Oglethorpe told Tomo-chi-chi that he wished to settle with his colony in the woods nearby, but, that they would not interfere in any way with the Yamacraws; that they would do no harm but only good to the Indians, would give them blankets, hatchets, guns, and other things, and would help them in many ways. He hoped they might always be good friends and live as peaceful neighbors. Oglethorpe’s noble countenance, kind manner, and fine promises completely won old Tomo-chi-chi’s heart, and he said: “There is plenty of room here for both red men and white men. Bring your people on to our woods. As soon as they get settled, we will call to welcome them.” Tomo-chi-chi was a wise statesman. He knew that the whites might be of great benefit to the Indians, and that to make enemies of them would bring certain ruin to the Indians. Such was the first meeting between these two remarkable men who afterwards became such fast friends, and who worked together harmoniously for the founding of Georgia
Oglethorpe and Colonel Bull spent several days in surveying the surrounding country. Accompanied by two or three Yamacraw Indian guides, they would tramp all day long through the deep, dark, beautiful woods, returning at night to sleep in their little boat at the foot of the bluff. The more Oglethorpe saw of the country, the better he liked it. The high bluff extended more than a mile along the river bank and stretched back from the stream five miles in a level plain. Standing on the edge of the bluff, he could see the broad sweep of the Savannah River for miles above and below, as it flowed onward toward the sea. The water under the bluff was so deep that big ships could come right up to the bank.
On February 5th, Oglethorpe, having finished his survey, got aboard his little vessel and sailed back to Port Royal. He found that during his ten days’ absence his colonists had been most kindly treated by the soldiers and the people of Beaufort. Many of the folk from the surrounding country, too, had called to see them and had brought them presents of fat pigs, fowls, eggs, butter, and home-made bread. They were in good health and fine spirits; and no wonder, for they had been treated like heroes and had lived on the “fat of the land.” On the night after his return, Oglethorpe got them together and described to them the beautiful spot in Georgia that he had selected for their home and told them about the Yamacraw Indians. He instructed them to be ready, bag and baggage, to start for Savannah (as he had already named the place) early on the next Monday morning.

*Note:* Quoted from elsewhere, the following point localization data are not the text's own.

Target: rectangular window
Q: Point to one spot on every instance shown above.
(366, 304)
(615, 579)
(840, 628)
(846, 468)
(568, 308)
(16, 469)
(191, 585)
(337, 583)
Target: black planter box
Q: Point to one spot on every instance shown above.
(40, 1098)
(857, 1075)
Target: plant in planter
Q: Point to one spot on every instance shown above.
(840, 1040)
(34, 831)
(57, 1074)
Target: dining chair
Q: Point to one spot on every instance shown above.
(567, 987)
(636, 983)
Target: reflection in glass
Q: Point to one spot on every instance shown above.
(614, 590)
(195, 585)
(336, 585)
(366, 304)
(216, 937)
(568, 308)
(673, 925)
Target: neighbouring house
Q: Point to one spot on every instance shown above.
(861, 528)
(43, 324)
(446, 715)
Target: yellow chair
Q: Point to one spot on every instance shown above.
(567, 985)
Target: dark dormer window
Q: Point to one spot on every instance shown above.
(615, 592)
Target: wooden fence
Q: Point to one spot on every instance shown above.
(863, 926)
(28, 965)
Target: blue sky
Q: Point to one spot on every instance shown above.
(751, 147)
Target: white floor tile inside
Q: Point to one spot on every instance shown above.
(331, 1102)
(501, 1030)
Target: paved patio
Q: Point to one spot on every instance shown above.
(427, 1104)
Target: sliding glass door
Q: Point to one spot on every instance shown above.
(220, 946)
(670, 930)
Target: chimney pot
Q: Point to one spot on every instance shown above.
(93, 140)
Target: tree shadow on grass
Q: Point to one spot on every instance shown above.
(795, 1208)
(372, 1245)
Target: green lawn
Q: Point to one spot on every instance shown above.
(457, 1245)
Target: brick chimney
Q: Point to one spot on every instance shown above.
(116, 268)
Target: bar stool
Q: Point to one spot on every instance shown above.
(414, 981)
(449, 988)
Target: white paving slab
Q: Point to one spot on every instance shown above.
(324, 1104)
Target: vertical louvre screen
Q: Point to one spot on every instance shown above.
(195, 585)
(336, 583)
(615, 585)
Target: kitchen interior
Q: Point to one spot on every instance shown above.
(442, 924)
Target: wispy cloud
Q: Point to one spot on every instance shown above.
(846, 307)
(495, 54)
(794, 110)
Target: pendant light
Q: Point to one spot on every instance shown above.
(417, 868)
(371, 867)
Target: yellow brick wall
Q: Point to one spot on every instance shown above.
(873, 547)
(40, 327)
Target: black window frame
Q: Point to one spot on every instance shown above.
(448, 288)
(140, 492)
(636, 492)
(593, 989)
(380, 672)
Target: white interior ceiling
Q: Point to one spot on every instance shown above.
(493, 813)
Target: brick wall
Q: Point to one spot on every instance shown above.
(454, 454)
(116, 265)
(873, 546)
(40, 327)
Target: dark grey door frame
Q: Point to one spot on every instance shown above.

On the Sunday morning before leaving South Carolina, the colonists held a special thanksgiving service. After the service, Oglethorpe gave, at his own expense, a grand dining, to which, in the name of the colonists, he invited the soldiers and all the good South Carolina people that had been so kind to them. More than 300 people partook of the feast, at which was served, four fat hogs, two fine English beeves, eight turkeys, one hundred chickens and ducks, a hogshead of rum punch, a hogshead of beer, and a barrel of wine. Notwithstanding the large quantity of liquor consumed, not a man got drunk and perfect order was preserved. This was the first Georgia barbecue; for, though spread in South Carolina, it was given by the first Georgian and was served in that abundant and generous way that has since made barbecues the most famous of feasts.